Other countries, including Switzerland and Japan, do not grant citizenship automatically unless one or more parents are also citizens.
tbh this wouldn’t be a bad move to make
not really
I'm pretty sure that's how it works in most countries, though. It works that way in the Netherlands as well. If the mother has the Dutch nationality, the child automatically gains it. If the father has the Dutch nationality, they have to be married or have a registered partnership for the child to gain the Dutch nationality. If the father has the Dutch nationality and the couple are not married or have a registered partnership, the child still gains the Dutch nationality if the father recognizes the child as its own.
In the case of lesbian couples the non-biological mother counts as the "father" in the above scenarios, iirc.
these are the types of investigations that have whithered under trump's ICE because they're using all the resources to go after pointless deportations instead
This would no doubt result in a non-trivial number of children growing up in the US with no real chance of success because they were born to wrong parents. Without something like the DREAM Act, getting rid of that is a non-starter.
So a child grows us in the US. It's the only country they know, they only speak English fluently... then all of a sudden they're told to go back to Mexico, a nations that's alien to them and where they don't speak the language.
Sounds right.
Rather than citizens it should be permanent residents, even if they're illegal residents. Requiring the parents to be citizens is a bit backwards in my opinion since there are plenty of permanent residents in a given country who are not citizens.
Good point, didn’t think of it. Trump holding DREAMers hostage isn’t doing this idea any favors, even if he did like it.
Why.
see:
Dumb reason, statistically improbable, and a poor excuse. Their country should be doing more to help reintegrate their citizens who were deported from another nation for being there illegally.
It's worked just fine in Canada. I also believe it's simply the right thing to do. Unlike you, can also experience empathy for my fellow human beings.

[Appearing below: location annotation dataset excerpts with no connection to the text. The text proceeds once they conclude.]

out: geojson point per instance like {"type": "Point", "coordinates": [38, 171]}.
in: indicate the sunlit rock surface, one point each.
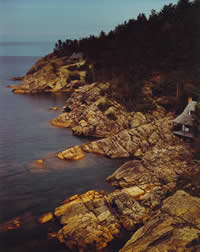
{"type": "Point", "coordinates": [175, 227]}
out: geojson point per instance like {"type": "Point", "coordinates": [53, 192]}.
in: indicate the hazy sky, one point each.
{"type": "Point", "coordinates": [50, 20]}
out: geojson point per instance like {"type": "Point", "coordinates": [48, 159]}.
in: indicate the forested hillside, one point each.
{"type": "Point", "coordinates": [165, 44]}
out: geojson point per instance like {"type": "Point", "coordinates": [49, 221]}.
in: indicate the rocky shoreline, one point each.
{"type": "Point", "coordinates": [147, 201]}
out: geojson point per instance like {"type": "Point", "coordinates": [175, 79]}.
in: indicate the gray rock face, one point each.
{"type": "Point", "coordinates": [161, 166]}
{"type": "Point", "coordinates": [135, 142]}
{"type": "Point", "coordinates": [175, 227]}
{"type": "Point", "coordinates": [52, 73]}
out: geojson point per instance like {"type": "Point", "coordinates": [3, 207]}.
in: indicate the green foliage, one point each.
{"type": "Point", "coordinates": [89, 78]}
{"type": "Point", "coordinates": [73, 68]}
{"type": "Point", "coordinates": [73, 76]}
{"type": "Point", "coordinates": [166, 41]}
{"type": "Point", "coordinates": [196, 126]}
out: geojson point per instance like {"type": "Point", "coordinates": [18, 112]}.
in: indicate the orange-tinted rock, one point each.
{"type": "Point", "coordinates": [46, 217]}
{"type": "Point", "coordinates": [74, 153]}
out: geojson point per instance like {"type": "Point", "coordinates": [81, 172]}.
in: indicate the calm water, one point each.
{"type": "Point", "coordinates": [25, 136]}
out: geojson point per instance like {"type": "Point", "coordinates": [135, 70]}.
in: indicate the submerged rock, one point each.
{"type": "Point", "coordinates": [74, 153]}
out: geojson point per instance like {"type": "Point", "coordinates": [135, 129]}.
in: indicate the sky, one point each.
{"type": "Point", "coordinates": [50, 20]}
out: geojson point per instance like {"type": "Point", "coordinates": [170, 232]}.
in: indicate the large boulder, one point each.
{"type": "Point", "coordinates": [175, 227]}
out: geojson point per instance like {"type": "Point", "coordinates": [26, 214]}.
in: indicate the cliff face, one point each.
{"type": "Point", "coordinates": [51, 74]}
{"type": "Point", "coordinates": [91, 221]}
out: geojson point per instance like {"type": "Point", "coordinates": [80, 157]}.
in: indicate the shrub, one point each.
{"type": "Point", "coordinates": [73, 76]}
{"type": "Point", "coordinates": [104, 106]}
{"type": "Point", "coordinates": [84, 67]}
{"type": "Point", "coordinates": [73, 68]}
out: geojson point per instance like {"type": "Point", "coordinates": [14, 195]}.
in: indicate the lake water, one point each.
{"type": "Point", "coordinates": [26, 136]}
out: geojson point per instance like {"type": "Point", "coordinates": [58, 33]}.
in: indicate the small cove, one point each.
{"type": "Point", "coordinates": [25, 136]}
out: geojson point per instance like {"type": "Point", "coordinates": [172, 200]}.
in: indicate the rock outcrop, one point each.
{"type": "Point", "coordinates": [92, 220]}
{"type": "Point", "coordinates": [135, 142]}
{"type": "Point", "coordinates": [91, 111]}
{"type": "Point", "coordinates": [52, 74]}
{"type": "Point", "coordinates": [159, 165]}
{"type": "Point", "coordinates": [175, 227]}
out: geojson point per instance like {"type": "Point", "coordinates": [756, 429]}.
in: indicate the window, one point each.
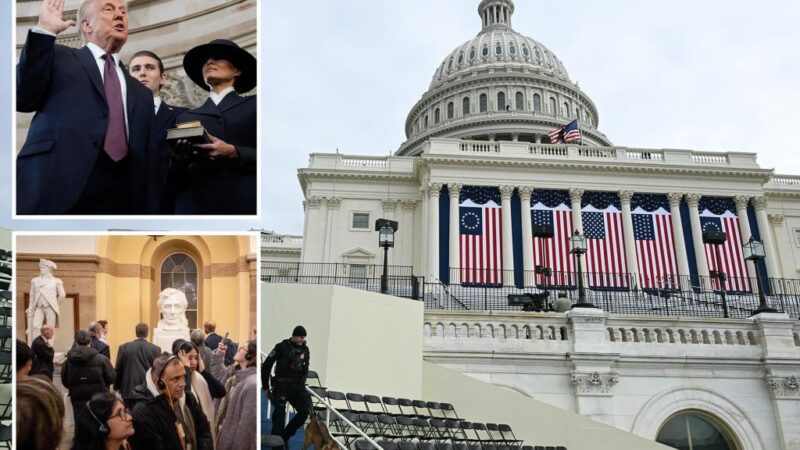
{"type": "Point", "coordinates": [694, 430]}
{"type": "Point", "coordinates": [361, 221]}
{"type": "Point", "coordinates": [179, 271]}
{"type": "Point", "coordinates": [501, 101]}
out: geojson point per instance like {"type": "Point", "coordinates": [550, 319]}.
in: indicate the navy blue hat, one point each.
{"type": "Point", "coordinates": [221, 49]}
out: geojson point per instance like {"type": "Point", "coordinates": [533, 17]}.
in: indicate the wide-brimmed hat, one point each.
{"type": "Point", "coordinates": [221, 49]}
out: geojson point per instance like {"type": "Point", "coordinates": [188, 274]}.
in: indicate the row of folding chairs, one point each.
{"type": "Point", "coordinates": [385, 426]}
{"type": "Point", "coordinates": [358, 403]}
{"type": "Point", "coordinates": [409, 445]}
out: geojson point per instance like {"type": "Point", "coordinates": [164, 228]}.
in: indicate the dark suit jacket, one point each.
{"type": "Point", "coordinates": [101, 347]}
{"type": "Point", "coordinates": [133, 360]}
{"type": "Point", "coordinates": [65, 89]}
{"type": "Point", "coordinates": [165, 119]}
{"type": "Point", "coordinates": [223, 186]}
{"type": "Point", "coordinates": [42, 358]}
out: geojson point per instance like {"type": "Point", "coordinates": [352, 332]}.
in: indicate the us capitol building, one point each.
{"type": "Point", "coordinates": [486, 205]}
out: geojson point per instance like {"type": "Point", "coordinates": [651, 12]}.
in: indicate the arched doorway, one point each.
{"type": "Point", "coordinates": [696, 430]}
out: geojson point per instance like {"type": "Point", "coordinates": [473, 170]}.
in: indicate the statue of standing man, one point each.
{"type": "Point", "coordinates": [47, 292]}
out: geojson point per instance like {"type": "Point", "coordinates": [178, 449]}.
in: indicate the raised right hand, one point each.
{"type": "Point", "coordinates": [50, 17]}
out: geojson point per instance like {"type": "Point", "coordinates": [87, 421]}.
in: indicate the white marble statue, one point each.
{"type": "Point", "coordinates": [47, 293]}
{"type": "Point", "coordinates": [173, 324]}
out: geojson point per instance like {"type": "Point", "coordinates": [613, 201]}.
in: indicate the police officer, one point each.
{"type": "Point", "coordinates": [290, 357]}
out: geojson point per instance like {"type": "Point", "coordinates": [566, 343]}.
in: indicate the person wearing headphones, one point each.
{"type": "Point", "coordinates": [103, 424]}
{"type": "Point", "coordinates": [236, 422]}
{"type": "Point", "coordinates": [169, 420]}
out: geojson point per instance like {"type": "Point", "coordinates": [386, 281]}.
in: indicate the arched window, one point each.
{"type": "Point", "coordinates": [694, 429]}
{"type": "Point", "coordinates": [179, 271]}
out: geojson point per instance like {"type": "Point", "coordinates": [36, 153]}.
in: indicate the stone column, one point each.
{"type": "Point", "coordinates": [529, 277]}
{"type": "Point", "coordinates": [674, 199]}
{"type": "Point", "coordinates": [741, 202]}
{"type": "Point", "coordinates": [575, 195]}
{"type": "Point", "coordinates": [508, 240]}
{"type": "Point", "coordinates": [630, 241]}
{"type": "Point", "coordinates": [765, 230]}
{"type": "Point", "coordinates": [693, 200]}
{"type": "Point", "coordinates": [454, 190]}
{"type": "Point", "coordinates": [433, 231]}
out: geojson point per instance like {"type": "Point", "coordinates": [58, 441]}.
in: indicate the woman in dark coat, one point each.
{"type": "Point", "coordinates": [219, 177]}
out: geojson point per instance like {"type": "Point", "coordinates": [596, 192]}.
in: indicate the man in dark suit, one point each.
{"type": "Point", "coordinates": [148, 68]}
{"type": "Point", "coordinates": [133, 360]}
{"type": "Point", "coordinates": [96, 330]}
{"type": "Point", "coordinates": [88, 150]}
{"type": "Point", "coordinates": [43, 352]}
{"type": "Point", "coordinates": [220, 177]}
{"type": "Point", "coordinates": [213, 339]}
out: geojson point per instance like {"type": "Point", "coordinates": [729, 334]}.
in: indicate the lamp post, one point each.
{"type": "Point", "coordinates": [754, 251]}
{"type": "Point", "coordinates": [386, 229]}
{"type": "Point", "coordinates": [578, 243]}
{"type": "Point", "coordinates": [717, 238]}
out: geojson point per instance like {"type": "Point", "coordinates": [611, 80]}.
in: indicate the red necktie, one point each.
{"type": "Point", "coordinates": [115, 142]}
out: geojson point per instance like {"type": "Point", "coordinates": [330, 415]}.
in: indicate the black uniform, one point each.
{"type": "Point", "coordinates": [288, 385]}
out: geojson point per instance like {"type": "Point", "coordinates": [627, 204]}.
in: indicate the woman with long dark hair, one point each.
{"type": "Point", "coordinates": [102, 423]}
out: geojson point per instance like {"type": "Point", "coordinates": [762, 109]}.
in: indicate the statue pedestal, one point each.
{"type": "Point", "coordinates": [165, 338]}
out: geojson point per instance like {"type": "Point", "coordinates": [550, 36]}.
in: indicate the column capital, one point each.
{"type": "Point", "coordinates": [434, 189]}
{"type": "Point", "coordinates": [776, 219]}
{"type": "Point", "coordinates": [759, 203]}
{"type": "Point", "coordinates": [741, 201]}
{"type": "Point", "coordinates": [506, 191]}
{"type": "Point", "coordinates": [674, 198]}
{"type": "Point", "coordinates": [454, 189]}
{"type": "Point", "coordinates": [525, 192]}
{"type": "Point", "coordinates": [575, 194]}
{"type": "Point", "coordinates": [625, 197]}
{"type": "Point", "coordinates": [693, 200]}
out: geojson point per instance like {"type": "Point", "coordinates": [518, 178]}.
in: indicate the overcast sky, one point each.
{"type": "Point", "coordinates": [710, 75]}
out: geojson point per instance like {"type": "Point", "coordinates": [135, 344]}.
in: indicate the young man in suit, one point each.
{"type": "Point", "coordinates": [148, 68]}
{"type": "Point", "coordinates": [88, 150]}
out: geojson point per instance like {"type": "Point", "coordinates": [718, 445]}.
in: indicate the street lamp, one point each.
{"type": "Point", "coordinates": [717, 238]}
{"type": "Point", "coordinates": [578, 243]}
{"type": "Point", "coordinates": [386, 229]}
{"type": "Point", "coordinates": [754, 251]}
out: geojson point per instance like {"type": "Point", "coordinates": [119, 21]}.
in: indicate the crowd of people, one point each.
{"type": "Point", "coordinates": [186, 398]}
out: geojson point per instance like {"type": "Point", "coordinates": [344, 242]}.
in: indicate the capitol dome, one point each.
{"type": "Point", "coordinates": [499, 85]}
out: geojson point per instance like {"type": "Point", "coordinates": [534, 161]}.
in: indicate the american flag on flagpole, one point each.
{"type": "Point", "coordinates": [480, 236]}
{"type": "Point", "coordinates": [605, 254]}
{"type": "Point", "coordinates": [566, 133]}
{"type": "Point", "coordinates": [717, 214]}
{"type": "Point", "coordinates": [655, 246]}
{"type": "Point", "coordinates": [551, 208]}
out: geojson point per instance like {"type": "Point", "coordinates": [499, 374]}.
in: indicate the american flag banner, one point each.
{"type": "Point", "coordinates": [480, 236]}
{"type": "Point", "coordinates": [605, 242]}
{"type": "Point", "coordinates": [551, 208]}
{"type": "Point", "coordinates": [718, 214]}
{"type": "Point", "coordinates": [655, 246]}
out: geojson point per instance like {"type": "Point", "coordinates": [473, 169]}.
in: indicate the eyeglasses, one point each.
{"type": "Point", "coordinates": [123, 414]}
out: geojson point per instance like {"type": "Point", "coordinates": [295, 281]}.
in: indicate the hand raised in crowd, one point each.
{"type": "Point", "coordinates": [50, 17]}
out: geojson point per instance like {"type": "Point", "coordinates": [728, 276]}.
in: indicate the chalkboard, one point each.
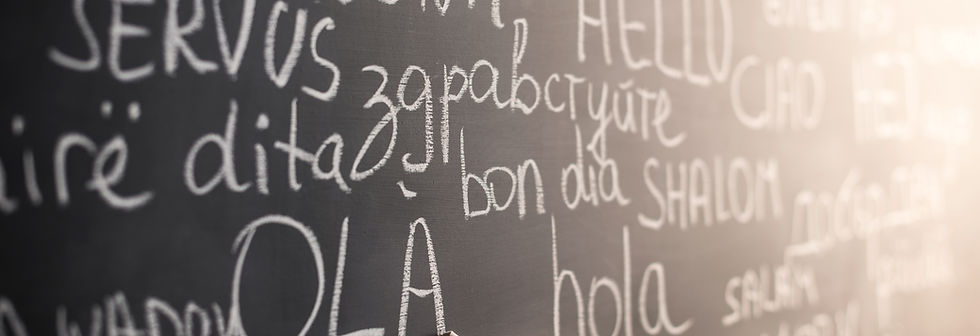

How exactly is it reintegration when the individual in question was never given a chance to integrate to begin with what with being far too young when they left the country in the first place? That'd be like kicking me out of the US to some country whose language I don't speak and telling me that it's my family's fault and then laying responsibility on the fact I couldn't function in that country with that country. It literally makes zero sense.
Uh
where's the evidence for this claim
What is it with you taking stances that need evidence, providing jack shit, then demanding it from the other person? DACA has in the past covered around 800 thousand, and as of 2017 covered 689,000. The estimates from the proposed DREAM act, which would provide further rights to more people, range from as few as 10 thousand, to over 2 million. It should be easy for you to look up the total number of immigrants and compare, since you are such a big fan of statistics.
Second, why is it dumb? When you only speak English and America is the only country you know, the only country you want to work in, the only country you want to contribute to, the logical thing for the US government to do is... send you to Tijuana? Instead of providing a path to citizenship to a person that's already a functioning and contributing member of society?
And also - because they were raised there - shares the nations values.